気流の少ない室内の体感温度は、壁などからの放射熱と室温の平均で求められる。実験に使ったチセでの放射熱は33.5度。室温が低いのに感じる「温かさ」の源だった。
もう一つのポイントは、地熱と、土間の上に植物を敷き詰めた床の構造だ。実験を始めて3年後、チセの中に床を再現すると、外気温とともに変動していた土間の表面温度が2度前後で安定した。地下10センチの温度は、炉でまきを燃やさない場合より7度も高かった。植物材の敷物が土間の熱を抱きとめてくれたのだ。
実験は冬に限り、宿泊しない日は日中だけまきを燃やした。アイヌの人たちのように年間を通して火を絶やさなければ、炉の熱は地中に蓄えられ、快適さがさらに増すだろう、と宇佐美さんはみる。

現代建築に

千葉の住宅メーカーが同じ理屈の家を建てている。基礎を含めて完全な外断熱を施すのだ。床下は蓄熱槽として使い、夏の終わりから日差しで暖められた室内の空気を床下にためる。冬本番になると、蓄えられた熱と地熱が家を暖める。夏は逆に、冷たい地熱が涼しさを運ぶ。

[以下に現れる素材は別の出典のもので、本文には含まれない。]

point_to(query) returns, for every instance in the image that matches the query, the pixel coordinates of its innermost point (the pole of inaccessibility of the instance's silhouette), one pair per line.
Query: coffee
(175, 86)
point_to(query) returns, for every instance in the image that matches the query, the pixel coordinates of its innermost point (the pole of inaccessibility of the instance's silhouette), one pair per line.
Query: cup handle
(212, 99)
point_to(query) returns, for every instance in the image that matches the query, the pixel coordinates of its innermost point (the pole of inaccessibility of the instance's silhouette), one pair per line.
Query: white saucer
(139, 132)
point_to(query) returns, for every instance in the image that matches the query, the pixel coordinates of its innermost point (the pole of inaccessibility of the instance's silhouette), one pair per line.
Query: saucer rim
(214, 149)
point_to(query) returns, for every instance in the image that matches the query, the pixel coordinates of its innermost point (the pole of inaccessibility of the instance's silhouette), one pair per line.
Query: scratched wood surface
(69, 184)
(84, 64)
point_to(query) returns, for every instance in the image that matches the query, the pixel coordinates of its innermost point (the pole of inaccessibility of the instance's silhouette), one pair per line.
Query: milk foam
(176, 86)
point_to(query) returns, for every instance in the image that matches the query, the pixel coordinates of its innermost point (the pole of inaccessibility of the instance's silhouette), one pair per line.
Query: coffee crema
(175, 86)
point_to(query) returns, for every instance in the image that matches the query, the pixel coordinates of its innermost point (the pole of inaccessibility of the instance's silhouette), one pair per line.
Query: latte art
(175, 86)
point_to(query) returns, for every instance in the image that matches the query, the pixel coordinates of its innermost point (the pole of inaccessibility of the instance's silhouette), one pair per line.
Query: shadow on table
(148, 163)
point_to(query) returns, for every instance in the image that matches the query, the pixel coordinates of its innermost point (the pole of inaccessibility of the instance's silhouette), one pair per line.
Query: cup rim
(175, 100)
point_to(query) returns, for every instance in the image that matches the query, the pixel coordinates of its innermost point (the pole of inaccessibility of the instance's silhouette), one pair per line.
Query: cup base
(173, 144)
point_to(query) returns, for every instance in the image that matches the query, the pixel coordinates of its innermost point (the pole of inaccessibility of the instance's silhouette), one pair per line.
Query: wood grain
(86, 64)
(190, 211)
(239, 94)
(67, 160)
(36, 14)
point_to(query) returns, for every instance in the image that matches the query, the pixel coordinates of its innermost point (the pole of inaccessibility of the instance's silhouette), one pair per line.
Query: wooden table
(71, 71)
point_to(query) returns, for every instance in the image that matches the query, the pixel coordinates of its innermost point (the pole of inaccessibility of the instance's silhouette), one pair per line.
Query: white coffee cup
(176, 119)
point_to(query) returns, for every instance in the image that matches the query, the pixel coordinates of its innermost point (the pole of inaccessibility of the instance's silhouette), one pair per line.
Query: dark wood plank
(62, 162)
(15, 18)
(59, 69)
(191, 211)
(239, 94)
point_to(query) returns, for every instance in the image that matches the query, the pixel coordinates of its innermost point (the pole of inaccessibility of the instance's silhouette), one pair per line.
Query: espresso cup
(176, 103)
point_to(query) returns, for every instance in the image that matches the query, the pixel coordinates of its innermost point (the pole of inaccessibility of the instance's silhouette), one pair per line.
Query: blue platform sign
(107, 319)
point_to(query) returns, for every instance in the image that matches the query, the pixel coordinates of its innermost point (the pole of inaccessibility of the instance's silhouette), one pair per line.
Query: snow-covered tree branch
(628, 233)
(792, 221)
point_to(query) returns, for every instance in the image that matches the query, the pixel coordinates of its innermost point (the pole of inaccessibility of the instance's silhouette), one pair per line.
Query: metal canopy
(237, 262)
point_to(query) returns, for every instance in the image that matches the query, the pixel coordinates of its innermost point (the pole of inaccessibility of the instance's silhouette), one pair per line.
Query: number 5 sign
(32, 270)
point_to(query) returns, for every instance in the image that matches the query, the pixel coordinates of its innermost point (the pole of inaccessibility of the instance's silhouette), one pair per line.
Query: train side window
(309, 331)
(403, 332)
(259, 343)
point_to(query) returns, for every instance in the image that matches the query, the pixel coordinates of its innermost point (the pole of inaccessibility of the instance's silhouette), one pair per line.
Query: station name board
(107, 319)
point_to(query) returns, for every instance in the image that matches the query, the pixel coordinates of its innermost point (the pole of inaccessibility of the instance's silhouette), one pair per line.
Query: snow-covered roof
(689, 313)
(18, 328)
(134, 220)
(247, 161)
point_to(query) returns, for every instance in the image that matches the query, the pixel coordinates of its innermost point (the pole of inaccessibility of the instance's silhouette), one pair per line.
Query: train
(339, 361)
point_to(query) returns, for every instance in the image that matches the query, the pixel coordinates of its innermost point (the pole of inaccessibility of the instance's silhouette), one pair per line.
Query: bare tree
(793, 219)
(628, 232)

チセの知恵は雪を外断熱材、大地を蓄熱槽として生かすことだった。この現代建築にも同じ考えが生きている。装置のコストは90平方メートル未満で約100万円と安くはないが、建築実績は約800棟に上る。人は環境を壊さずには生きられないとしても、長い歴史の知恵を借りられる分野は、まだまだあるはずだ。